JAWWS played first, followed by The Gills, and then Turbo Fruits. I caught the end of JAWWS’ set—the punk group made just the right amount of noise, even when standing in the front yard of the house. Though their sound was not exactly solidified enough to be immediately recognizable, it makes sense that they are on Infinity Cat, the same label as JEFF the Brotherhood and Diarrhea Planet. The Gills followed, with a fun and eclectic set that was both noisy and engaging, hinting at their up-and-coming status in small Nashville music circles.
Turbo Fruits went on last. Something that makes Turbo Fruits stick out from the other Nashville local acts, aside from their relative establishment in town—they’ve been around for nearly ten years—is their catchy, upbeat-meets-garage-rock tunes, some reminiscent of the simpler melodies behind old favorites from a bygone era of DIY classic rock. That fact was clearly evident on Wednesday night, and the group rocked out just as intensely and passionately as they have on larger stages for larger crowds.
Unfortunately, the small space was a little rough in terms of the acoustics—a lot of the noise drowned out the cohesive melodies that are normally evident in their tunes. Not that it mattered all that much, as the small crowd that was present was still engaged with the band throughout their set. Stein was an overwhelming energy, wildly rocking his guitar in the space. It’s easy to have fun at a Turbo Fruits show.

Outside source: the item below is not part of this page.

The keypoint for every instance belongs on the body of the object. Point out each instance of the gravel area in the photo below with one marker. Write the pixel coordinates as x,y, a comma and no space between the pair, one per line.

What’s so unique about the house show scene in Nashville is that it hasn’t yet been trampled by the active professional music culture in the city—in fact, quite the opposite. And, of course, it tends to unite a wide variety of groups in a sometimes contrived and yet consistently effective way: devoted listeners and fans (often of the local college set), people looking for something fun to do, music groups that are working their way up, and groups that may be “Nashville famous” but have little to do on, say, a Wednesday night, but play for these fans. Turbo Fruits loosely falls into that last category, arguably being a well-known name in town and in small pockets of esoteric-minded music connoisseurs around the country.
Because of that, we can hopefully ensure that the rising popularity of Turbo Fruits (and the promising futures of both JAWWS and The Gills) will not deprive us of these intimate, more modest gatherings—which are often just as fun and even more engaging than the big-budget ones.